Page:Gache - Le Dernier Jour du monastère d’Hautecombe.pdf/180

La bibliothèque libre.
Le texte de cette page a été corrigé et est conforme au fac-similé.
— 169 —

Vous seul avez versé l’onde au bord du sentier,
Sous les touffes d’érable, et les fleurs d’églantier,
Sous les bras du vieux tronc couronné d’ombre immense,
Fréquenté de l’oiseau dès que l’été commence ;
Là, penché vers la source, il boit sa goutte d’eau,
Et de son aile ouverte humecte le rideau.

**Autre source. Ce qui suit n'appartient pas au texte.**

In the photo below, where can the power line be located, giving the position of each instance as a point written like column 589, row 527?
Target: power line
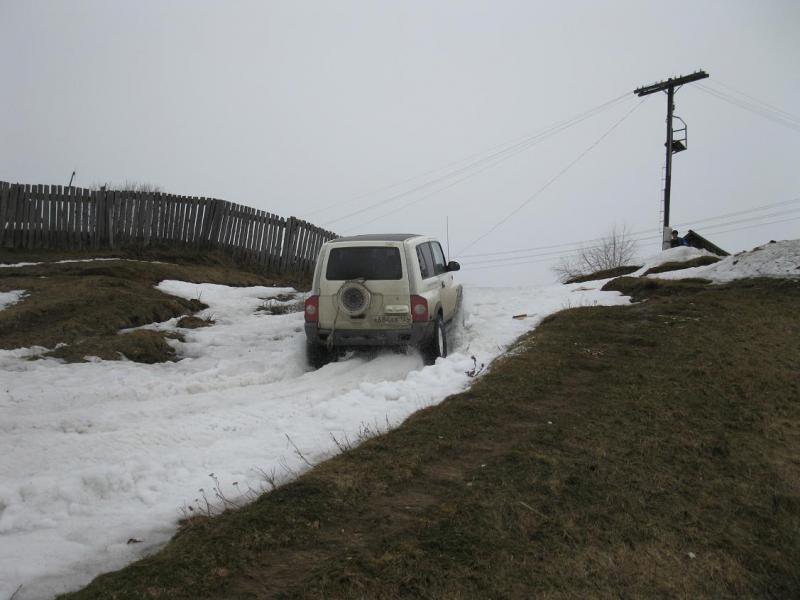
column 633, row 233
column 578, row 251
column 757, row 101
column 497, row 157
column 492, row 149
column 550, row 259
column 740, row 212
column 771, row 115
column 555, row 177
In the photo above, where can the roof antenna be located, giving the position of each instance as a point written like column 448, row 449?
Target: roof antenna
column 447, row 225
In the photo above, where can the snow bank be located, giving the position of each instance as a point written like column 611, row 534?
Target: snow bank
column 9, row 298
column 679, row 254
column 61, row 262
column 94, row 454
column 778, row 259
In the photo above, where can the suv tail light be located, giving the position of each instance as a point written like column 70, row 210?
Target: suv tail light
column 419, row 309
column 311, row 309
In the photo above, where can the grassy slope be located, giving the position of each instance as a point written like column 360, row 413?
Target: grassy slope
column 85, row 304
column 589, row 462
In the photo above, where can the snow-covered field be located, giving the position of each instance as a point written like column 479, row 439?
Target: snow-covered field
column 777, row 259
column 95, row 454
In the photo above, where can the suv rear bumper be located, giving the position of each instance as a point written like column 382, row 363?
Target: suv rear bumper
column 342, row 338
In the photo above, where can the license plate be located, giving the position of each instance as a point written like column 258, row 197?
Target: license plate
column 392, row 319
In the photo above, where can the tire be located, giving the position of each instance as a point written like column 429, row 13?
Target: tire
column 437, row 346
column 318, row 356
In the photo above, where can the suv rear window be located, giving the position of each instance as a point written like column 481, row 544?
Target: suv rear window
column 367, row 262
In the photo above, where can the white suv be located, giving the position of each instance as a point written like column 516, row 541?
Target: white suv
column 381, row 290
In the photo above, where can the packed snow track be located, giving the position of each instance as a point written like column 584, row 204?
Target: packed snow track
column 97, row 454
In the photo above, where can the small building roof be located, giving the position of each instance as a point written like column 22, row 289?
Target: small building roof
column 698, row 241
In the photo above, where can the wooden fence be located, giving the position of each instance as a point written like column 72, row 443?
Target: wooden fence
column 41, row 216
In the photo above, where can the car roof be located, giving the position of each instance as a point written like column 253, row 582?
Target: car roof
column 378, row 237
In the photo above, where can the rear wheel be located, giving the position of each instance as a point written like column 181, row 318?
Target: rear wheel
column 437, row 346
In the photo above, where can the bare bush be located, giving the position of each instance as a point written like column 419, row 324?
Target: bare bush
column 617, row 249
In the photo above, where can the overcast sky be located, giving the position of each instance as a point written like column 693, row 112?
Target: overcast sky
column 295, row 107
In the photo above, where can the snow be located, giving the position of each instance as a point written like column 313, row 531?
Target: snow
column 678, row 254
column 61, row 262
column 776, row 259
column 96, row 453
column 9, row 298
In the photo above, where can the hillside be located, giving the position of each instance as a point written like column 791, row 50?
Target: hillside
column 555, row 456
column 638, row 451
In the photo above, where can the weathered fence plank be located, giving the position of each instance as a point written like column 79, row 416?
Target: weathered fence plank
column 43, row 216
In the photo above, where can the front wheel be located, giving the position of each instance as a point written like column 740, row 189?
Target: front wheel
column 318, row 356
column 437, row 346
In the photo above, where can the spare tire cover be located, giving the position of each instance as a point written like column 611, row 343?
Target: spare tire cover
column 354, row 298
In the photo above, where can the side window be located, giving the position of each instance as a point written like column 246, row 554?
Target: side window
column 425, row 261
column 439, row 264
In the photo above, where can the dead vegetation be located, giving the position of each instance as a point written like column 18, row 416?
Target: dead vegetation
column 642, row 451
column 700, row 261
column 85, row 304
column 604, row 274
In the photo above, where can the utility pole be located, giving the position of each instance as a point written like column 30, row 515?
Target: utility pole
column 672, row 144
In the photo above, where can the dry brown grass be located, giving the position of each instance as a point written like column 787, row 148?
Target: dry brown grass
column 591, row 463
column 85, row 304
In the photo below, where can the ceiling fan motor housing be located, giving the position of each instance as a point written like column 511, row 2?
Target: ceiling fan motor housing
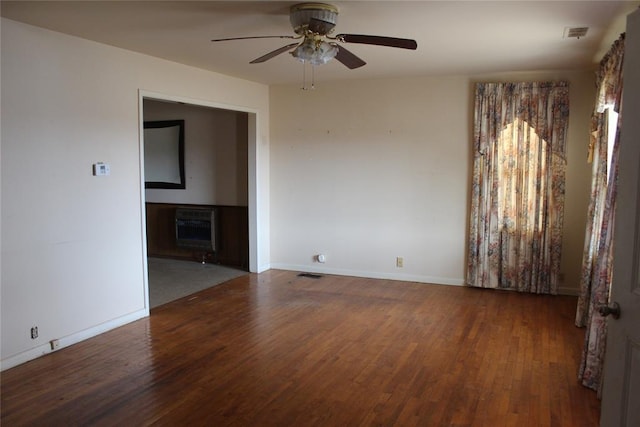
column 301, row 14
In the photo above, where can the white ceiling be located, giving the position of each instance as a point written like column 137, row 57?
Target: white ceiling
column 454, row 37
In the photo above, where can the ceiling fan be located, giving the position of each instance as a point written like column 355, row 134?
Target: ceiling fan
column 313, row 24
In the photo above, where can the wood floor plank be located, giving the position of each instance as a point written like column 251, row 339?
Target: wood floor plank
column 278, row 349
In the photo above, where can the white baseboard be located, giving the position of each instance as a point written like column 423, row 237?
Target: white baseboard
column 43, row 349
column 370, row 274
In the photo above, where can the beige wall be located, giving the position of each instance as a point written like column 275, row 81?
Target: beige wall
column 366, row 171
column 73, row 260
column 215, row 154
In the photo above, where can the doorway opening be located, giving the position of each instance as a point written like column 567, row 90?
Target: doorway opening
column 219, row 161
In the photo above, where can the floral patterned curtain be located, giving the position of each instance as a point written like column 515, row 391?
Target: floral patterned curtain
column 597, row 260
column 517, row 200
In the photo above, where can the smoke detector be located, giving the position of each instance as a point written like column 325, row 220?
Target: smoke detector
column 575, row 32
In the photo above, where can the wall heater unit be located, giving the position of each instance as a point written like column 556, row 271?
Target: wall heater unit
column 196, row 228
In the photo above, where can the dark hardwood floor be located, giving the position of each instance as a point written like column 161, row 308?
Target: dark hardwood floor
column 276, row 349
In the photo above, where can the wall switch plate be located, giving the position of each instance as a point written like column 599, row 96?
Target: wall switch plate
column 101, row 169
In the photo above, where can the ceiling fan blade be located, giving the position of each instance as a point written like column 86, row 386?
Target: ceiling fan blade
column 348, row 59
column 271, row 54
column 378, row 40
column 319, row 26
column 256, row 37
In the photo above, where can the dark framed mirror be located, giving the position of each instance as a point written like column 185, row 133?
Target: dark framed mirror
column 164, row 154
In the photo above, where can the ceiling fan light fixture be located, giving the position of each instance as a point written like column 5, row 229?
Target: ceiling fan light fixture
column 315, row 52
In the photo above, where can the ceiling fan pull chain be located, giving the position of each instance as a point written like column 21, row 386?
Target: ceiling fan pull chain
column 304, row 76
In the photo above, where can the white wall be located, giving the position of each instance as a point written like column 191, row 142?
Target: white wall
column 72, row 244
column 366, row 171
column 215, row 154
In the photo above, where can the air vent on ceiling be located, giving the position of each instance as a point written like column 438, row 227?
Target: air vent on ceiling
column 575, row 32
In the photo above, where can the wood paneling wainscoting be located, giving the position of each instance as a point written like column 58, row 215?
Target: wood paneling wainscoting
column 232, row 234
column 277, row 349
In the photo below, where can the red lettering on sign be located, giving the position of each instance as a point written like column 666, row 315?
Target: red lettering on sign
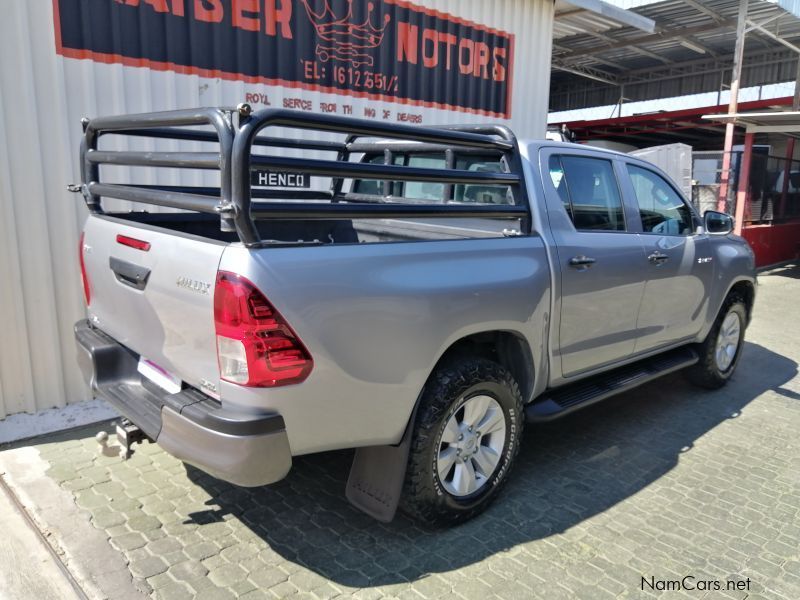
column 208, row 10
column 158, row 5
column 243, row 21
column 297, row 103
column 407, row 42
column 278, row 16
column 430, row 48
column 481, row 60
column 450, row 41
column 469, row 46
column 499, row 70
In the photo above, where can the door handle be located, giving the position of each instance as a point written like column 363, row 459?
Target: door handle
column 581, row 261
column 129, row 274
column 658, row 258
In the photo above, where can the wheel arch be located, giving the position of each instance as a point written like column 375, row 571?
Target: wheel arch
column 508, row 348
column 745, row 289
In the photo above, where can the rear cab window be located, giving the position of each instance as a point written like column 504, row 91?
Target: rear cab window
column 661, row 207
column 589, row 191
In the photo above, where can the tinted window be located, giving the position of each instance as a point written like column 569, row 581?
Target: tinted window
column 593, row 193
column 478, row 193
column 560, row 183
column 374, row 187
column 424, row 190
column 661, row 207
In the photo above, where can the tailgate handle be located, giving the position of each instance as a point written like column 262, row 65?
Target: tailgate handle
column 130, row 274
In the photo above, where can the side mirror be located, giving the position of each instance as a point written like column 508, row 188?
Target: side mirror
column 717, row 223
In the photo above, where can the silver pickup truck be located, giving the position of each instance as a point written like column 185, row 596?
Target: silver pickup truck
column 416, row 294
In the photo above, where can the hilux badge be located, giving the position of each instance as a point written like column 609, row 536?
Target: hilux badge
column 193, row 285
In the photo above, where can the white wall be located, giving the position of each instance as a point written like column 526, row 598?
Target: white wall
column 42, row 98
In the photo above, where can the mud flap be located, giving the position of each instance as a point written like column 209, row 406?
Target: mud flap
column 376, row 476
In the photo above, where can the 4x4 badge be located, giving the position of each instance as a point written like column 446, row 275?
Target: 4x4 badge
column 200, row 287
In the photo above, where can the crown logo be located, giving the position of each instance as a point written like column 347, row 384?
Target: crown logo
column 344, row 40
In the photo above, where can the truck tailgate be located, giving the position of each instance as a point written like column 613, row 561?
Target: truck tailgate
column 155, row 297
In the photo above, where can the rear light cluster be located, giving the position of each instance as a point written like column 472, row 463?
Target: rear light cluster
column 255, row 345
column 87, row 290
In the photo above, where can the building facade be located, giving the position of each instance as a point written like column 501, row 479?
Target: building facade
column 430, row 62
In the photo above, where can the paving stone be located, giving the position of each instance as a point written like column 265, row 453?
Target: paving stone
column 187, row 570
column 227, row 575
column 128, row 541
column 175, row 591
column 148, row 567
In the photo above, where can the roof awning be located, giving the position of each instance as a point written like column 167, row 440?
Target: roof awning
column 786, row 122
column 582, row 16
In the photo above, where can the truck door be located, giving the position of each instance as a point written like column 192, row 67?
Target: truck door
column 601, row 263
column 679, row 261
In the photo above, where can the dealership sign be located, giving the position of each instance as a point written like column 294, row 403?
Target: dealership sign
column 382, row 49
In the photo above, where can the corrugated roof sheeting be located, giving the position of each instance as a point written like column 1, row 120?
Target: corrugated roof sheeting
column 42, row 98
column 664, row 64
column 792, row 6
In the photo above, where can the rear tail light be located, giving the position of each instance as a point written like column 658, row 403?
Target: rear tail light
column 255, row 345
column 87, row 290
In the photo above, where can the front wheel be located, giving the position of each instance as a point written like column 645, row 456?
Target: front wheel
column 720, row 352
column 466, row 436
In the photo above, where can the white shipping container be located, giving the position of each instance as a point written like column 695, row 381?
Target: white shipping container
column 675, row 160
column 44, row 94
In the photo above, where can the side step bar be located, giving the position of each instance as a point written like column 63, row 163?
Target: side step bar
column 562, row 401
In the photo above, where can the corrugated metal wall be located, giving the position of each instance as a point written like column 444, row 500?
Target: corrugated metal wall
column 42, row 98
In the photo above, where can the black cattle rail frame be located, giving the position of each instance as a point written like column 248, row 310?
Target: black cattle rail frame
column 236, row 131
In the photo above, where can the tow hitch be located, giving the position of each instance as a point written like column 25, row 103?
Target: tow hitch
column 128, row 434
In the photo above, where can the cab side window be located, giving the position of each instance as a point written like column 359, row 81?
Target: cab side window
column 662, row 209
column 590, row 192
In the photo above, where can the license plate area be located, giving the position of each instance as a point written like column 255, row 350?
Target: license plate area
column 159, row 376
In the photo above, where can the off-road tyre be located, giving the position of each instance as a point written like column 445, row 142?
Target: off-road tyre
column 448, row 388
column 706, row 372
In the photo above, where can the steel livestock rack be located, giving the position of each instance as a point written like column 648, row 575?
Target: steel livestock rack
column 236, row 131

Mais l’aigle n’y vient pas ; au creux de son repaire,
Il boit le sang qui sort des chairs de la vipère,
Fait sentir à l’aiglon leur sympathique odeur
Et respirer du sang l’héréditaire ardeur.
De l’angle du rocher contemplant son empire,
Il demande au soleil le regard qui l’inspire. :
Dans ce miroir de feu sa prunelle se plaît ;
La foudre est sa lumière et le sang est son lait ;
Comme une voile il tend l’aile sur l’ongle avide,
Plonge, et des champs de l’air bat le sonore vide,
Enlève comme un trait sa victime au vallon,
Lutte avec l’ouragan,joue avec l’aquilon.
Mais le petit oiseau fait son nid sur la terré,
Et se cache aussitôt que la foudre l’atterre :
Dans le divin palais par lui-même arrondi,
Tissé d’un fin duvet sous sa plume attiédi,
Balancé par le vent sur les fleurs d’aubépine,
De l’enfant seul il craint la folâtre rapine.